Andreas Barner von Boehringer Ingelheim auf dem Kirchentag
Vor dem Brandenburger Tor hatte Prof. Dr. Dr. Andreas Barner, Kirchenmitglied der EKHN und Präsidiumsvorstand des DEKT, die Aufgabe, den Kirchentag zu eröffnen. Bis 2016 war Andreas Barner Sprecher der Unternehmensleitung von Boehringer Ingelheim und ist anschließend in den Gesellschafterausschuss des Pharmakonzerns gewechselt. In seiner Ansprache hatte der studierte Mediziner und Mathematiker Andreas Barner das Kirchentagsmotto „Du siehst mich“ aufgegriffen und betont, dass wir das Vertrauen bräuchten, dass uns Gott sehe. „Dann können wir einander besser sehen.
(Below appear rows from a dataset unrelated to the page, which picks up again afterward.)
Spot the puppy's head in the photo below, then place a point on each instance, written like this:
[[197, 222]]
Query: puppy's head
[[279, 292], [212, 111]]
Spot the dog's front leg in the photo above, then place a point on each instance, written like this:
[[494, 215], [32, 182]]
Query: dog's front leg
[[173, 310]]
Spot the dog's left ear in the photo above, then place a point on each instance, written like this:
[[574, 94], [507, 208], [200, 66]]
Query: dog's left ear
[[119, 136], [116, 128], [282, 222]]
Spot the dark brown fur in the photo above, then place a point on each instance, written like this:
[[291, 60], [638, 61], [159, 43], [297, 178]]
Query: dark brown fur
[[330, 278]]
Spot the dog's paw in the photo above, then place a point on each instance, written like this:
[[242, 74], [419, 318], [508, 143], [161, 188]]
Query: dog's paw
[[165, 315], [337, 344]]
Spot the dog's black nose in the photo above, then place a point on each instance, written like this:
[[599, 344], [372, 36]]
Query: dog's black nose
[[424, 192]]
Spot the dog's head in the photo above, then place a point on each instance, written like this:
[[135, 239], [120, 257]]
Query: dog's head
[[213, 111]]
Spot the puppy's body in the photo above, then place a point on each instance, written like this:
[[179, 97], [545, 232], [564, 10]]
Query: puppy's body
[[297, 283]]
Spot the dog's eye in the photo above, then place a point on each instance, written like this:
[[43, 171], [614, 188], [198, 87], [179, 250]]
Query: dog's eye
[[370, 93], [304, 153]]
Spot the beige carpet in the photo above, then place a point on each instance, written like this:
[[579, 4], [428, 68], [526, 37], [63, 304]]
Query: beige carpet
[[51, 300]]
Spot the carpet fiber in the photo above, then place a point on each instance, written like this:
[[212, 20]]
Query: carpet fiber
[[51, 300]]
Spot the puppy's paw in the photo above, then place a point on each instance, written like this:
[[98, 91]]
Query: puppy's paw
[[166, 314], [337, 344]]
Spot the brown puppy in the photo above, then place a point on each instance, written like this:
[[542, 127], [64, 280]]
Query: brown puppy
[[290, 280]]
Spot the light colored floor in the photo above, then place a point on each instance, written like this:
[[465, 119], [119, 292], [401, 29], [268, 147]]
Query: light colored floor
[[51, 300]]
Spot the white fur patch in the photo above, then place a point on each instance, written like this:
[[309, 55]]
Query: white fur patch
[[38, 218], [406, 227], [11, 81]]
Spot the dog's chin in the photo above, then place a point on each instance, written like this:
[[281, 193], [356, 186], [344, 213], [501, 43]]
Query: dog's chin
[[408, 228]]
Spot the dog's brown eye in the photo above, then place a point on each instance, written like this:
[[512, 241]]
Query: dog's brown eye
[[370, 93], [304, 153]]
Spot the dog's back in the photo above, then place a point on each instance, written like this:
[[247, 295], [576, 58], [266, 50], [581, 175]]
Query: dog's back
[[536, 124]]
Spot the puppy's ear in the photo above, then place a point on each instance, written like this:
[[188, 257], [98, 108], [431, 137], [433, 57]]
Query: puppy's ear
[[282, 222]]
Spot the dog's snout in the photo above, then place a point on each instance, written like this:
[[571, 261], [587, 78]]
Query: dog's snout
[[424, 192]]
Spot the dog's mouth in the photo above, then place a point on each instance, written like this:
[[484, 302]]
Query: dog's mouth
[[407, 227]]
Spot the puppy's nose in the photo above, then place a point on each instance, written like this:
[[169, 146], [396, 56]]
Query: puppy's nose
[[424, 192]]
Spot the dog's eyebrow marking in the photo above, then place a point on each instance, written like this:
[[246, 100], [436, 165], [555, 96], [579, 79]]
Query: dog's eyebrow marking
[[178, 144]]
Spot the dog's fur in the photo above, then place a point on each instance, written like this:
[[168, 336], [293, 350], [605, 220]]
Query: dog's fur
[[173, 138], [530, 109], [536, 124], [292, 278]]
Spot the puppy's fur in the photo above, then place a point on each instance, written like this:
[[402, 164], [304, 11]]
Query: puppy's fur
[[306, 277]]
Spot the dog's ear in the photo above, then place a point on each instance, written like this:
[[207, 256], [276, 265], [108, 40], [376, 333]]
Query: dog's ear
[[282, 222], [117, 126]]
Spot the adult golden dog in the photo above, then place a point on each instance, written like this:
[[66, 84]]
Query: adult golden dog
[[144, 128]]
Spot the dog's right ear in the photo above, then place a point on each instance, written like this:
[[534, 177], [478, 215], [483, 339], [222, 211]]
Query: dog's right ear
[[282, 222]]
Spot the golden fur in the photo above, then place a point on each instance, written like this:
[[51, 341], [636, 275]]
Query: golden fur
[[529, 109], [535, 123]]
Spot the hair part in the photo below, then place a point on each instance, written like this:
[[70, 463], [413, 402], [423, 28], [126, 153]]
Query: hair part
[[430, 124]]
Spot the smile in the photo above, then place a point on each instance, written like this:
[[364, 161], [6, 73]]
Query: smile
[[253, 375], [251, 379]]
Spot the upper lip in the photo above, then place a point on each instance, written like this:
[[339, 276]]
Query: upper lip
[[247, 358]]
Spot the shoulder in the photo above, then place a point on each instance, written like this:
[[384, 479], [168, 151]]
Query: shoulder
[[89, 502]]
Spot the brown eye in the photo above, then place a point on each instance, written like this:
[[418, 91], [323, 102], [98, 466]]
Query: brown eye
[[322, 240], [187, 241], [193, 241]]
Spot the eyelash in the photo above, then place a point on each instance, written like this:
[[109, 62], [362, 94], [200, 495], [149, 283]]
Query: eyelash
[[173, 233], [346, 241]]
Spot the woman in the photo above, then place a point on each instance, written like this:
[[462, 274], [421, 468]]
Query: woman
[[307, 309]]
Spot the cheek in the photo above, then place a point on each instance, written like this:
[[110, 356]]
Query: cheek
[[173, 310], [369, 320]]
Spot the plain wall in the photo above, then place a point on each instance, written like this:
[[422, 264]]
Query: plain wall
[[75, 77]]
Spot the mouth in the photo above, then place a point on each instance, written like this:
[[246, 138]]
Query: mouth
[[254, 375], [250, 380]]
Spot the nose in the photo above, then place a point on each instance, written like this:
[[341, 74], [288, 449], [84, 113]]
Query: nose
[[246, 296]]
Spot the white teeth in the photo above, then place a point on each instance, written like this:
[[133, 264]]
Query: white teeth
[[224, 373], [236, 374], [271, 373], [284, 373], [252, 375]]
Wenn wir uns vertrauen, können wir das Fest des Glaubens feiern.“ Und schließlich sprach er die Worte: „Der 36. Deutsche Evangelische Kirchentag in Berlin und Wittenberg ist eröffnet!“
Starke Worte aus Lutherischer Kirche in Tansania
Dass die Ideen der Reformation auch in Afrika bis heute wirksam sind, machte Dr. Fredrick Onael Soho mit seiner Präsenz deutlich, er ist leitender Bischof der Evangelisch-Lutherischen Kirche in Tansania. Seine Kirche gilt mit 6,3 Millionen Mitgliedern als zweitgrößte lutherische Kirche der Welt. In seiner Predigt gab er den Zuhörerinnen und Zuhörern mit auf den Weg: „Gott hat alle Dinge gut gemacht.“ Das bemerkten Menschen in Afrika jeden Tag, wenn sie die weiten Steppen, die Elefanten, die Zebras sähen. Er betonte: „Gott hat sie gemacht. Dich und mich. Wir danken Gott: Wie wunderbar hast du uns Menschen gemacht.“ Doch angesichts von Hunger, Trauer, Krankheit oder Arbeitslosigkeit zweifelten viele Menschen an dieser Glaubensaussage. Des weiteren erinnerte er an den Klimawandel und Waffenlieferungen nach Afrika, dabei hatte er die Verantwortlichen in Deutschland, Europa und den USA im Blick. Aber er betonte: „Gott hat alles gut gemacht. Gott will aber auch, dass Menschen mitarbeiten, dass alles gut wird.“ Deshalb hätten Konfirmandinnen und Konfirmanden am Kilimandscharo innerhalb von zehn Jahren bereits drei Millionen Bäume gepflanzt. Der Bischof aus Afrika appellierte: „Kämpft gegen den Klimawandel, reduziert den Ausstoß von Kohlendioxid, liefert keine Waffen nach Afrika, tretet ein für die Versöhnung zwischen Völkern und Religionen. Bietet unseren Ländern faire Wirtschaftsbeziehungen an. Nehmt euch der Flüchtlinge an. Teilt euren Reichtum.“
Start mit lebendiger Liturgie
Die Liturgie hatte Pfarrerin Dr. Christina-Maria Bammel im Blick. Sie ist Oberkonsistorialrätin für „Kirchliches Leben“ in der Evangelischen Kirche Berlin-Brandenburg-schlesische Oberlausitz. Der Gottesdienst hat sich auch auf die Bedürfnisse auf Menschen mit Beeinträchtigungen ausgerichtet, so orientierten sich die Predigt an leichter Sprache, Gebärdendolmetscherinnen machten die Inhalte tauben Menschen verständlich, zudem hatten Rollstuhlfahrer auf einer erhöhten Bühne die Chance, nichts zu verpassen.
Kunst und Musik
Den Gottesdienst bereicherten zudem die Choreografin Louise Wagner und die BBoys aus Berlin. Mit ihrer starken Stimme begeisterte Sarah Kaiser das Publikum, aber auch die Posaunenchöre des Kirchentages und Timo Böcking & Friends sorgten für besinnliche und kraftvolle Klänge. Kirchenmusikdirektorin Barabara Barsch sowie Timo Böcking hatten die musikalische Leitung inne.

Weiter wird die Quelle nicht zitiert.